Павел Петрович успокоился, а вспомнив про обещанный орден, даже повеселел. Когда он нервничал или сердился, то обычно хрустел костяшками белых пальцев, а когда радовался – подёргивал себя за редкую бороду. Вот и сейчас он ловко выдернул волос. Только чуть поморщился.
– А Филарет – музыкант, потому и нравится ему слушать, как хайджи Кызласов поёт да играет. Это ж точно сами Сундуки с нами говорят! И нет вреда от его музыки да сказок ни Филарету, ни детям, только радость. А Господь и учит радоваться.
– Не соглашусь никогда, Николай, я с тобой, – Павел Петрович скептически улыбнулся, – вон Евангелие порвано – и это всё оттуда…
– Да будет тебе, Павлин.
– Э, от этого, от этого! Всё от этого, и учительница к ним в дом неспроста зачастила – греховные чувства ею владеют, помяни моё слово, опутает паутиной своей душу Филарета! Небось шаманы и наслали на неё страсть к русскому священнику!

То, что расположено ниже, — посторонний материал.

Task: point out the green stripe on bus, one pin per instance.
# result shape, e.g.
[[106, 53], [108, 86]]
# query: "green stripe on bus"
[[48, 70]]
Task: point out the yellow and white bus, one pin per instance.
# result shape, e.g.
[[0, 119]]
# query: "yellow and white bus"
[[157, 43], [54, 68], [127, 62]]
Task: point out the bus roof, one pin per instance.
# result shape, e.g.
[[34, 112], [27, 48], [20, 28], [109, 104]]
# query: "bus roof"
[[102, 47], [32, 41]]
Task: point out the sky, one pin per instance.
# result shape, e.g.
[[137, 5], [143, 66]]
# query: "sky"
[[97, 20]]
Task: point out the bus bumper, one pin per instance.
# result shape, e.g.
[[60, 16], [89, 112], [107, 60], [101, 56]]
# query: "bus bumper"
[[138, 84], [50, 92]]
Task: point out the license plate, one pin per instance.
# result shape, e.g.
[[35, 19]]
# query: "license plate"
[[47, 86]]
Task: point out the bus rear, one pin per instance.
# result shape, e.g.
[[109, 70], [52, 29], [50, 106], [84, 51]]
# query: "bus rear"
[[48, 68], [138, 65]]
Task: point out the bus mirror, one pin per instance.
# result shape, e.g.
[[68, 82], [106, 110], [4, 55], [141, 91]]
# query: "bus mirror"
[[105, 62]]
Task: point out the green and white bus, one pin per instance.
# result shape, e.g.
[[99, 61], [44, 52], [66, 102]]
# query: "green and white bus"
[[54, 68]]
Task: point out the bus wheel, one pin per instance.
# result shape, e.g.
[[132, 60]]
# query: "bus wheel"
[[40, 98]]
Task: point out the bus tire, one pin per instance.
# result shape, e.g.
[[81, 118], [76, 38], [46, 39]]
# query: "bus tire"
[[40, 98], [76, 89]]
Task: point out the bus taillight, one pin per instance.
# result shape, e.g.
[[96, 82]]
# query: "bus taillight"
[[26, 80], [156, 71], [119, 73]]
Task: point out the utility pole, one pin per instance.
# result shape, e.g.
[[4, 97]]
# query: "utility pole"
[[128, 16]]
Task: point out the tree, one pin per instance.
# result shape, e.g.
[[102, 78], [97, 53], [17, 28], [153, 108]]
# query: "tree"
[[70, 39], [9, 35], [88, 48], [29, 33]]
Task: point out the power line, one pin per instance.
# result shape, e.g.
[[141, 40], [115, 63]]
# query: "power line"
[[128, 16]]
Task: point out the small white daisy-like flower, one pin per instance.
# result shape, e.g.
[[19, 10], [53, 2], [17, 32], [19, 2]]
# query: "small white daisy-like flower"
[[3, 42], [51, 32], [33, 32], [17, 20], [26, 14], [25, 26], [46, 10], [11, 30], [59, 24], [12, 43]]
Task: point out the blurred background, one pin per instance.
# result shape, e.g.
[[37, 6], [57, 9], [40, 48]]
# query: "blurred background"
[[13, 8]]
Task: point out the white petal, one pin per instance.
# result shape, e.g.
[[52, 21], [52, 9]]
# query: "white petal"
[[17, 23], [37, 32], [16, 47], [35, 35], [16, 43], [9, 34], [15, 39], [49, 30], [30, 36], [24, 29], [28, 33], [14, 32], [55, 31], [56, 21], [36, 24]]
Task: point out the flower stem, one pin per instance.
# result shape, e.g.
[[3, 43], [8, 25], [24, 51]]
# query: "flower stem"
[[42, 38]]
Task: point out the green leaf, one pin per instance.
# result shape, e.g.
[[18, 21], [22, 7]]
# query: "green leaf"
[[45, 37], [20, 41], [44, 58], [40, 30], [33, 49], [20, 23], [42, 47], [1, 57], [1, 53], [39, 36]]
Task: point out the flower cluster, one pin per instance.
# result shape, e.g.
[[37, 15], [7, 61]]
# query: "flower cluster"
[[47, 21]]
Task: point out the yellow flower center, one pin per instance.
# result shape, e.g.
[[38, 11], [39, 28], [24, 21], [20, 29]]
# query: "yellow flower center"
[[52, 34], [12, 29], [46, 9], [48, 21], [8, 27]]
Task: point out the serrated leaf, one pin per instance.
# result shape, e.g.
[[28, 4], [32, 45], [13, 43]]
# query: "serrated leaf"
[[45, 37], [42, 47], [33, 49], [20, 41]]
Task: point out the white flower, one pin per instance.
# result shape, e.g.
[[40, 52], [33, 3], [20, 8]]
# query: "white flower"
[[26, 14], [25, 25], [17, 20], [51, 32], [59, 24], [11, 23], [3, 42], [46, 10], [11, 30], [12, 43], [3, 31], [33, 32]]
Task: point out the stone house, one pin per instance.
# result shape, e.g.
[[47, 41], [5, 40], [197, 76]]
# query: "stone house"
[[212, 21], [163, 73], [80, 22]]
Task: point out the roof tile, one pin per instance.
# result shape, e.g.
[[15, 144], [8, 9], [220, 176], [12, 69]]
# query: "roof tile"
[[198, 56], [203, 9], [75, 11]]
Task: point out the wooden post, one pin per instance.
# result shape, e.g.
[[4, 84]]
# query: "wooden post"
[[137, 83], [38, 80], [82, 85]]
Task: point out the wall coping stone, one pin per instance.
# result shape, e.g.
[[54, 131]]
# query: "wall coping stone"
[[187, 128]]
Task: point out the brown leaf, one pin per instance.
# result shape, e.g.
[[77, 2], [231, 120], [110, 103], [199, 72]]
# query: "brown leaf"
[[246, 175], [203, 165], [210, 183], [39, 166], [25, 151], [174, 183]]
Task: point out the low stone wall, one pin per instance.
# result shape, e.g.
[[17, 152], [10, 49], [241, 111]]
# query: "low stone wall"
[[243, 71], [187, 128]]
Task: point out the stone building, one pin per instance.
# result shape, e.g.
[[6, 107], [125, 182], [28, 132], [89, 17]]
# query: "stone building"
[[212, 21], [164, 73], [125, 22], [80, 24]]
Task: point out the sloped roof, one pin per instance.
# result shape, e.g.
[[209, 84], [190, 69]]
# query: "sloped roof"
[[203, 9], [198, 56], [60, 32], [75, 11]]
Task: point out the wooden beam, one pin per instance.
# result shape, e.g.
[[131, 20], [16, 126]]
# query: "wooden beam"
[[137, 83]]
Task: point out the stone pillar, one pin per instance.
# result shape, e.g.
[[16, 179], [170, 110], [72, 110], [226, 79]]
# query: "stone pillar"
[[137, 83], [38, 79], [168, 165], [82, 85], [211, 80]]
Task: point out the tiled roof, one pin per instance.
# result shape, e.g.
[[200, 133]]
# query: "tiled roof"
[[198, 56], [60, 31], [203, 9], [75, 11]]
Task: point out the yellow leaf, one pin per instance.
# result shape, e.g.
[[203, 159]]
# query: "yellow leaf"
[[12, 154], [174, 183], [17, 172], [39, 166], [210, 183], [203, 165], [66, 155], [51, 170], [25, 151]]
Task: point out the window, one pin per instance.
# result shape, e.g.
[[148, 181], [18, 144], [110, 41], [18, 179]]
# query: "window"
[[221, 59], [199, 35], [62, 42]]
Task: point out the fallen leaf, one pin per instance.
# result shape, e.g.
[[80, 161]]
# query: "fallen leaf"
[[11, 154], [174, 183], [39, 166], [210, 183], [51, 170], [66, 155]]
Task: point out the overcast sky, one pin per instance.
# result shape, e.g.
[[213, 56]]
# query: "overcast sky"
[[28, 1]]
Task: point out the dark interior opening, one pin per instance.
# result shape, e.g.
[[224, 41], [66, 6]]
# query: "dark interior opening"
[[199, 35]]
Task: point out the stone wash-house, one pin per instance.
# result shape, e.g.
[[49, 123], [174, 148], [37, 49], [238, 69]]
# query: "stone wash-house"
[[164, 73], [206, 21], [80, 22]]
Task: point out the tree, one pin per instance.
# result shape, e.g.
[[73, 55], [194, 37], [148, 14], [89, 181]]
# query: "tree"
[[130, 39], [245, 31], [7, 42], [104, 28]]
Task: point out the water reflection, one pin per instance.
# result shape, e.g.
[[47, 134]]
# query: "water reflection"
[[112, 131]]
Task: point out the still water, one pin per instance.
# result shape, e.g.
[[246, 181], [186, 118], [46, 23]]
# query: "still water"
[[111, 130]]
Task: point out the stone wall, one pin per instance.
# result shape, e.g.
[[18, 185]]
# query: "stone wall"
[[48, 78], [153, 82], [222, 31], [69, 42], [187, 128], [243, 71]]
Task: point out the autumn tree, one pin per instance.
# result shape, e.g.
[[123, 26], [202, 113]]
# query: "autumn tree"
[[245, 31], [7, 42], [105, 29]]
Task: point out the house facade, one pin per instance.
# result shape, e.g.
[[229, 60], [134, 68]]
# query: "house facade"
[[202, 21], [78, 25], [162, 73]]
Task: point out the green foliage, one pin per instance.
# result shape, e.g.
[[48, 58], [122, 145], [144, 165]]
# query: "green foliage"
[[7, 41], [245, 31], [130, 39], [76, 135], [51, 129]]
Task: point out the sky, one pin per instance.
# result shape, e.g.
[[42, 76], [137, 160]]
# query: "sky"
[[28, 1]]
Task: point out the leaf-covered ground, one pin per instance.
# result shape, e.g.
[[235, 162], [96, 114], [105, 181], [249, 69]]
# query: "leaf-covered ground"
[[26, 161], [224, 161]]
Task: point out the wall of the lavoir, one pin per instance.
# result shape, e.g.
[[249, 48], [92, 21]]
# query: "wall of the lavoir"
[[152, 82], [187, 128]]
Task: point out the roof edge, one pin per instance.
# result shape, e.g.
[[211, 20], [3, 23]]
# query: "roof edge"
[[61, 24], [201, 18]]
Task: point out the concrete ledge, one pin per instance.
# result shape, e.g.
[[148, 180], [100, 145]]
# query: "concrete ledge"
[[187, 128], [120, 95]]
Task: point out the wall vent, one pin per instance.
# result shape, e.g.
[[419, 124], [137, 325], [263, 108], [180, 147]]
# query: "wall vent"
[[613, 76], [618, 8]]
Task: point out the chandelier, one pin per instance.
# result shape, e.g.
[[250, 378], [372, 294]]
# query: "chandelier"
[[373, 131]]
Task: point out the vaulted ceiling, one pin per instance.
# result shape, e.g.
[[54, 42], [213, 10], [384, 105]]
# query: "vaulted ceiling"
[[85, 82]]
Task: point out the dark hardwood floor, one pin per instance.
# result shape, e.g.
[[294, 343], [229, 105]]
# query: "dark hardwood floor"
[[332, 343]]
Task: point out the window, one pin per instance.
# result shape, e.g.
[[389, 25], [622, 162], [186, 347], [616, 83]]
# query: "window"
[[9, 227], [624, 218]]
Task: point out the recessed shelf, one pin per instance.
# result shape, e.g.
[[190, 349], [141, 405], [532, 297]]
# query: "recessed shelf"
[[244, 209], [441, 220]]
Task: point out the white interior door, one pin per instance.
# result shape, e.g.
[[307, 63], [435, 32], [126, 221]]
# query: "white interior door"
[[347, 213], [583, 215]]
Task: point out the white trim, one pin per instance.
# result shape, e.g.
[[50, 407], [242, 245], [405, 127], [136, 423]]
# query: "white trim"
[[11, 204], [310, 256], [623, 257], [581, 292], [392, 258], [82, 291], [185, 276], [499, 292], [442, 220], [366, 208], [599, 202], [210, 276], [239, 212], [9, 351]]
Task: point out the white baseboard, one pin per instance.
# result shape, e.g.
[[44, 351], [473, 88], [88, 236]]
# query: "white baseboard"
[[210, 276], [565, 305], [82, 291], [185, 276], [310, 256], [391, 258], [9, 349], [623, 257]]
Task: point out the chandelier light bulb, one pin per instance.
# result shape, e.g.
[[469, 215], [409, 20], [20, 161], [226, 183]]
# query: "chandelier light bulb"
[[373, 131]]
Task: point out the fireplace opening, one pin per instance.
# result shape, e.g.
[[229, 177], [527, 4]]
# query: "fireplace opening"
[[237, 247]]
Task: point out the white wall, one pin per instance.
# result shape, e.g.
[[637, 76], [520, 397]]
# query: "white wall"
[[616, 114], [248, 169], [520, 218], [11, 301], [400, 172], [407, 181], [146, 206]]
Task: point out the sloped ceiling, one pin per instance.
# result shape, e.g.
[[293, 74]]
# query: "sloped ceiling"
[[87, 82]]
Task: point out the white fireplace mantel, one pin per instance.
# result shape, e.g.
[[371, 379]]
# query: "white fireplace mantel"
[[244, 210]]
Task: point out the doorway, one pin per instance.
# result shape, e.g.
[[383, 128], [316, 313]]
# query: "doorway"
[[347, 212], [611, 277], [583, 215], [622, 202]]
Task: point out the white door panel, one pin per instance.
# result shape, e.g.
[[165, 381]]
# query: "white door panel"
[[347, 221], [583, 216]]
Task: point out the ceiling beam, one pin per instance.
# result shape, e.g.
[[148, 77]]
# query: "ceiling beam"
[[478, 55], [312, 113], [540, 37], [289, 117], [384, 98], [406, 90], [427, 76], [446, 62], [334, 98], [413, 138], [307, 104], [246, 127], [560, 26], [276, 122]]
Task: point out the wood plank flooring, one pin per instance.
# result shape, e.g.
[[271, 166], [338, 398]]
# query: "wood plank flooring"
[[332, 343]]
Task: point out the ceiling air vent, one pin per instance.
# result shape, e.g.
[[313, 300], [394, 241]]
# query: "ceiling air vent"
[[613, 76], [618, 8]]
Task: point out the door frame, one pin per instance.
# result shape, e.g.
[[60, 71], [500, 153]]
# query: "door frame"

Когда, будучи уже взрослой, Юлия прочитает «Попрыгунью», её воображение достроит смутный чертёж памяти, поместив учительницу Кушникову в центральный круг, отведённый для главной героини, перекликающейся даже звучанием фамилии со своим прототипом, – так часто случается с невыдуманными историями, в которых просматривается подспудный замысел. Замысел этот ускользает от обычного осознания и оставляет своё авторство неведомому. Отец станет доктором Дымовым, а золотистое мельканье его очков и мягкий прищур близоруких глаз покажутся тихим, домашним откликом на растиражированные снимки известного писателя. Только в сюжете произойдёт ироничная замена: хорошенькая попрыгунья превратится в щуплую старую деву и выберет не романтичного художника, а молчаливого и кроткого труженика, отца… Юлия однажды услышит страстный её шёпот и тяжкий его ответ: «Не могу, Ляля, дети! И сан… сан…»
– Отдайте его мне! – крикнет матери Юлии одержимая тёмной страстью учительница Кушникова. – Отдай-а-айте!
И зарыдает, упав между креслом и диваном, кусая артритные пальцы, забьётся на полу, как неровное пламя свечи, и внезапно погаснет, точно выплеснув себя полностью.
– Да, да, – скажет, опираясь на угол стола, чтобы сохранить равновесие, побледневшая мать, – отдам, конечно, конечно, отдам…
В этой безысходной страсти блёклой старой девы к отягощённому восемью детьми скромному приходскому батюшке таилось что-то невыносимо мучительное для сторонней души, может быть, потому, что вырвавшееся пламя способно было прожечь дыру в замкнутых стенах обыденности, на короткое время выхватив из тьмы непроявленности и соединив, как ртуть, зябко подрагивающие персонажи, но не могло спалить серую обыденность дотла. Безбровая бестужевка, приехавшая учительствовать в Енисейскую губернию и одиноко гулявшая с рыже-белой крохотной собачкой, только подпалила священническую семью, которая, вздрогнув, испуганно замерла под покровом старой чёрной рясы. Обугленный подол жалко волочился по огромному селу, поднимая пыль недобрых пересудов…
Увидела учительница красивого высокого диакона в красноярском Рождественском соборе, при свете множества свечей, которые, всколыхнув его тёмно-синий взор, зажгли и её сердце. А через полгода он был рукоположён в священники и, по собственному же прошению, получил приход в большом селе, бывшем когда-то крепким казацким форпостом на южносибирских границах, а позже местом поселения для всяческого пришлого люда, главным образом крестьян-переселенцев и ссыльных, как политических, то есть тех, кто боролся против царя, так и просто уголовных. Много было в селе и военных, попавших под суд офицеров и солдат, отправленных в Сибирь за дурное поведение в полку.